Der Supercharger wird dann für lange Strecken reserviert, was die Wahrnehmung des Netzwerks völlig verändert. Man ist nicht mehr auf die Verfügbarkeit öffentlicher Ladestationen im Alltag angewiesen, und die Kosten für das Laden zu Hause bleiben deutlich unter denen der mobilen Nutzung.

MultiPass-Funktion und NFC-Tag: den Zugang zu mehreren Netzwerken vereinfachen

Tesla hat in Frankreich eine Funktion namens MultiPass aktiviert, die es ermöglicht, den NFC-Schlüssel des Fahrzeugs als Ladebadge für mehrere Partnernetzwerke zu verwenden. Die Idee ist, die Vielzahl an Karten und Apps zu reduzieren.

In der Praxis bedeutet das, dass man an einer kompatiblen Ladestation anhalten kann, ohne eine Karte herauszuholen oder eine Drittanbieter-App zu öffnen. Das Tesla NFC-Tag wird zu einem universellen Ladepass für die in das Programm integrierten Netzwerke. Das ist eine echte Zeitersparnis, insbesondere wenn man auf einer langen Strecke mehrere Stopps an Superchargern und Ladestationen anderer Betreiber einlegt.

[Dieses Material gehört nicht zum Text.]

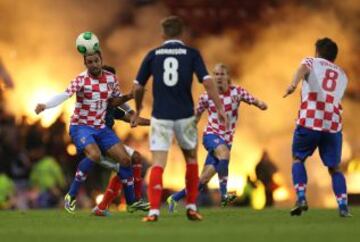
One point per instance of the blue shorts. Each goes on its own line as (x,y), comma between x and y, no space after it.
(306,140)
(211,142)
(82,136)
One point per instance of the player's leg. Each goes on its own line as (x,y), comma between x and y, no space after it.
(109,142)
(136,164)
(114,185)
(84,141)
(330,148)
(207,173)
(161,136)
(304,144)
(186,135)
(111,192)
(222,153)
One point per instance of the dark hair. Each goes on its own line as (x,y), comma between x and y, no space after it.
(172,26)
(326,48)
(109,69)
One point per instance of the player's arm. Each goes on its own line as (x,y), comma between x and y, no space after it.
(117,101)
(299,75)
(52,102)
(201,107)
(245,96)
(210,87)
(213,94)
(140,120)
(125,114)
(75,86)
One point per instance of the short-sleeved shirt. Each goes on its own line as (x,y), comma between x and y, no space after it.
(112,114)
(92,96)
(321,95)
(231,102)
(172,66)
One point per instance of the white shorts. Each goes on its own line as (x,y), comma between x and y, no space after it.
(162,133)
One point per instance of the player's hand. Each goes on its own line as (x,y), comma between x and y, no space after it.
(223,118)
(39,108)
(289,90)
(134,119)
(262,105)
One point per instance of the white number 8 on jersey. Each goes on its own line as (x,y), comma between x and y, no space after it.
(171,75)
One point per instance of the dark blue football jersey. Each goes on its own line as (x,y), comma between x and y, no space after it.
(172,66)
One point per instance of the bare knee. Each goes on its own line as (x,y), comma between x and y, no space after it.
(222,152)
(136,158)
(332,170)
(93,153)
(124,160)
(297,160)
(190,156)
(204,179)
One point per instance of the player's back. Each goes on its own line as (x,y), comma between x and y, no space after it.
(321,95)
(172,66)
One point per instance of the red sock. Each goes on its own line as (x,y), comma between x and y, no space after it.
(155,187)
(137,180)
(111,192)
(192,182)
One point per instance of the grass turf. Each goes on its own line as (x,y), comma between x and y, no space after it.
(220,225)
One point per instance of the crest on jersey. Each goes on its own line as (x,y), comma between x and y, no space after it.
(111,85)
(83,140)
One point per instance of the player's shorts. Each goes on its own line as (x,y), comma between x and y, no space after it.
(83,135)
(211,160)
(212,141)
(306,140)
(162,133)
(129,150)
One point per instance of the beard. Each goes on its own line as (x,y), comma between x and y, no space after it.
(95,71)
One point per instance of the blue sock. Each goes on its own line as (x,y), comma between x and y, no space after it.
(181,194)
(83,168)
(223,171)
(127,179)
(299,180)
(339,187)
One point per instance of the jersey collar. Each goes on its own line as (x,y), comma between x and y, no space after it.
(173,41)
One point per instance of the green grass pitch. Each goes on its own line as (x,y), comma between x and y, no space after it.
(220,225)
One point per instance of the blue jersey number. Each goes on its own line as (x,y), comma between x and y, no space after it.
(171,75)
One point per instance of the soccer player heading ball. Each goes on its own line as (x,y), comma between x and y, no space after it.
(93,88)
(172,66)
(319,121)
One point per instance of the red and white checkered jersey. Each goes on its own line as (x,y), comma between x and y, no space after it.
(321,95)
(231,102)
(92,98)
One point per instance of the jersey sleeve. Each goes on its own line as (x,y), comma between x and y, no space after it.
(116,89)
(200,68)
(145,70)
(118,113)
(245,96)
(75,86)
(203,104)
(308,62)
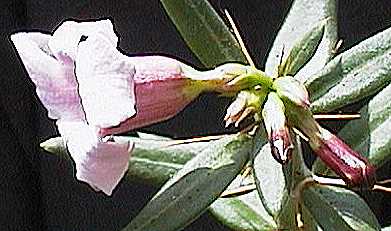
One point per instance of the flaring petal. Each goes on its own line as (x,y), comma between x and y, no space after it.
(99,163)
(68,35)
(106,85)
(55,83)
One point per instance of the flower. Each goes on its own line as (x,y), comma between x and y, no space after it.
(247,103)
(94,91)
(273,114)
(291,89)
(354,169)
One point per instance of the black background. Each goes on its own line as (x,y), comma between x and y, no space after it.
(38,191)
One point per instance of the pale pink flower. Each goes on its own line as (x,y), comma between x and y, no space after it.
(85,85)
(93,91)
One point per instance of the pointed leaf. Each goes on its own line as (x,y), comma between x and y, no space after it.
(204,31)
(302,51)
(357,73)
(304,15)
(270,181)
(154,162)
(339,209)
(185,196)
(244,212)
(371,134)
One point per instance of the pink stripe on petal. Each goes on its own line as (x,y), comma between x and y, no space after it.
(98,163)
(56,84)
(105,78)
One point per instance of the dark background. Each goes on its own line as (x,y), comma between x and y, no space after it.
(38,191)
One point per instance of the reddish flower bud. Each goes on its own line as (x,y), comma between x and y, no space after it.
(277,130)
(354,169)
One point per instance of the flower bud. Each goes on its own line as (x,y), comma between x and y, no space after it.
(291,89)
(277,130)
(354,169)
(247,102)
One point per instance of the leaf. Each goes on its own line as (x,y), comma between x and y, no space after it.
(302,51)
(304,15)
(154,162)
(204,31)
(244,212)
(339,209)
(358,73)
(371,134)
(185,196)
(270,181)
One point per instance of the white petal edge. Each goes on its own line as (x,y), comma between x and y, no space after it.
(106,84)
(98,163)
(55,83)
(66,37)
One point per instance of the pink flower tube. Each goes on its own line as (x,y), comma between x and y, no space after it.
(93,90)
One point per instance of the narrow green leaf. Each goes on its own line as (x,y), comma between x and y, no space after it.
(185,196)
(371,134)
(243,212)
(154,162)
(270,181)
(302,51)
(339,209)
(304,15)
(358,73)
(204,31)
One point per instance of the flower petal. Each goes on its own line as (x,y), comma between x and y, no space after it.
(67,37)
(106,85)
(56,84)
(98,163)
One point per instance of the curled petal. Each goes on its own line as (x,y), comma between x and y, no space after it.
(67,36)
(106,85)
(55,83)
(100,164)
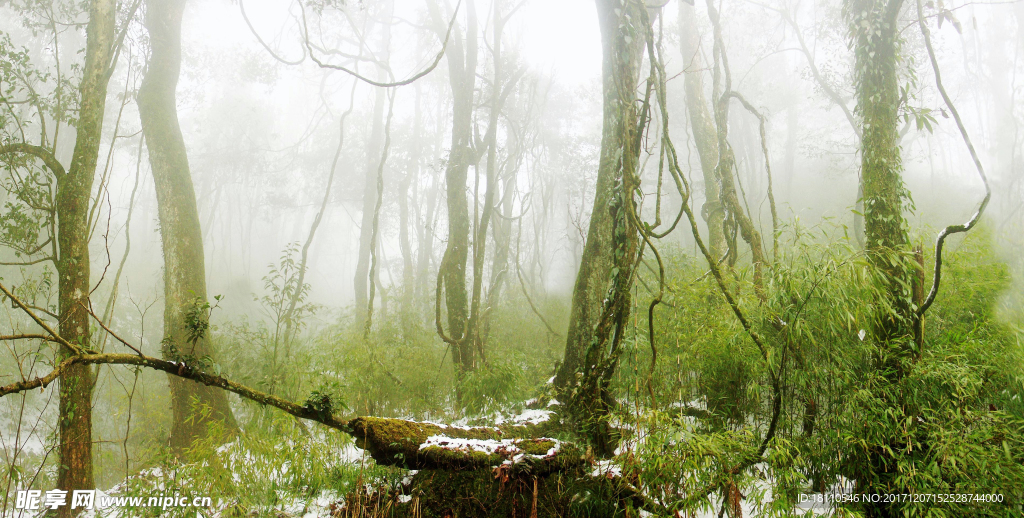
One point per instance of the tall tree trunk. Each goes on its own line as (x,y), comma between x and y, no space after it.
(184,267)
(601,295)
(75,466)
(361,279)
(702,125)
(412,172)
(876,39)
(462,59)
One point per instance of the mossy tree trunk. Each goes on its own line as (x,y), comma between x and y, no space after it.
(702,125)
(601,295)
(74,190)
(361,279)
(462,61)
(877,47)
(184,269)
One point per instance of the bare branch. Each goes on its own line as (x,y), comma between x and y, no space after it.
(977,162)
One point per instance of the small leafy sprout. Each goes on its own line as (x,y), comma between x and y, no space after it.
(321,403)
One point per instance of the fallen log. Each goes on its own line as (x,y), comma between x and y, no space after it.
(423,445)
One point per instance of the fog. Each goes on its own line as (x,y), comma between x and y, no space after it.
(320,283)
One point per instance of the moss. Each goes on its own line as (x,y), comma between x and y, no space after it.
(479,493)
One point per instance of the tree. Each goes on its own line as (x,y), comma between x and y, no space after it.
(184,270)
(361,278)
(71,208)
(462,60)
(601,295)
(704,129)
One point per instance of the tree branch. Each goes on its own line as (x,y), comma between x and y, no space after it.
(36,150)
(977,162)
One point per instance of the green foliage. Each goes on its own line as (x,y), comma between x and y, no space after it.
(951,425)
(276,465)
(492,387)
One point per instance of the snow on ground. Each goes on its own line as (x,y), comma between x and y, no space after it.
(527,417)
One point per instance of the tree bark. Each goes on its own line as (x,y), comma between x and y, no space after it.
(601,295)
(622,45)
(361,279)
(462,59)
(705,133)
(74,190)
(876,38)
(184,268)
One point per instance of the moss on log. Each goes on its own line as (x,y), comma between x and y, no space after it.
(434,446)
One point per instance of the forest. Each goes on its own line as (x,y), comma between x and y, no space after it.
(501,258)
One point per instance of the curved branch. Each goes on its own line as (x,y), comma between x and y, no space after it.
(56,338)
(36,150)
(181,371)
(951,229)
(428,70)
(273,54)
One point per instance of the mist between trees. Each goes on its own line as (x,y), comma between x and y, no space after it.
(514,258)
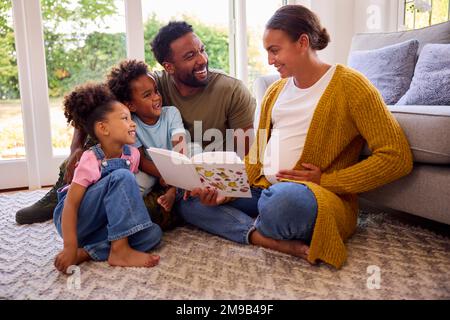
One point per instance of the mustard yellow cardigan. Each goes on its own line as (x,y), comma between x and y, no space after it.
(350,111)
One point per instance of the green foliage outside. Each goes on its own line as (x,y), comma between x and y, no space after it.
(75,56)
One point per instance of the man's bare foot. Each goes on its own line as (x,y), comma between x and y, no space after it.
(82,256)
(123,255)
(293,247)
(167,200)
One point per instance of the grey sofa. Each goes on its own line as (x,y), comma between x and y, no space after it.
(426,191)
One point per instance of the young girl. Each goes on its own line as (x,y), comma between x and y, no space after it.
(156,126)
(101,215)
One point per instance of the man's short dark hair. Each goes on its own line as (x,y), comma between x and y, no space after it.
(166,35)
(120,77)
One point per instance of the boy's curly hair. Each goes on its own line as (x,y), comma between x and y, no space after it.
(120,77)
(166,35)
(87,104)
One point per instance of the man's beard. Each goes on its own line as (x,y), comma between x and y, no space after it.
(191,81)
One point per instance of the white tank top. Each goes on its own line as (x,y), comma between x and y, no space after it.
(291,118)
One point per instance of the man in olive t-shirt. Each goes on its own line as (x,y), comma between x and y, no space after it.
(207,99)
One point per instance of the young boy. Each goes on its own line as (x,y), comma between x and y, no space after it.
(156,126)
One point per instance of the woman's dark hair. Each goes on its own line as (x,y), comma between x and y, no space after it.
(296,20)
(120,77)
(166,35)
(88,104)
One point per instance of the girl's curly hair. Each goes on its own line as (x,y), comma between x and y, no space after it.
(120,77)
(88,104)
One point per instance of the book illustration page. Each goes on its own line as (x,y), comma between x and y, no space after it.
(229,180)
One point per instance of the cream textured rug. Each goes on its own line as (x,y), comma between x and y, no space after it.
(407,263)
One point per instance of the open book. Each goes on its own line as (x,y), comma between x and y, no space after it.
(222,170)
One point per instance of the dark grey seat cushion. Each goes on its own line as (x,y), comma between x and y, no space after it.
(389,68)
(431,82)
(427,130)
(439,33)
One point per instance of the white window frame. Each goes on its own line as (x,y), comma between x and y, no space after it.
(40,166)
(401,15)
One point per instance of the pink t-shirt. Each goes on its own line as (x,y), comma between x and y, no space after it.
(88,172)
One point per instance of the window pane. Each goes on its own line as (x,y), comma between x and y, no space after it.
(208,18)
(83,39)
(440,11)
(12,144)
(423,13)
(409,15)
(257,17)
(423,19)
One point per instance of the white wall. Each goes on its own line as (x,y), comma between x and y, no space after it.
(376,15)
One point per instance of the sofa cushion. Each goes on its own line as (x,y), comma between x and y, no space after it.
(390,68)
(439,33)
(426,128)
(431,82)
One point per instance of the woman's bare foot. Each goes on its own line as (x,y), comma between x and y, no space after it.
(123,255)
(293,247)
(82,256)
(167,200)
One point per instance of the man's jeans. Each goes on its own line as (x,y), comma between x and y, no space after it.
(112,209)
(285,210)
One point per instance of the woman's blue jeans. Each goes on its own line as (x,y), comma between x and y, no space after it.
(284,211)
(112,209)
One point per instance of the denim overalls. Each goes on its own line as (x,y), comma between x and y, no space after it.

Das Netzwerk von Tesla in Frankreich erweitert sich weiterhin, mit neuen Stationen und der schrittweisen Einführung der V4-Ladepunkte. Für einen Fahrer, der viel unterwegs ist, bleibt die Wahl zwischen Abonnement und Pay-per-Use, zwischen Laden zu Hause und unterwegs, eine Gleichung, die je nach den tatsächlichen Fahrten, nicht den maximalen Leistungsversprechen auf einem Datenblatt, aufgestellt werden muss.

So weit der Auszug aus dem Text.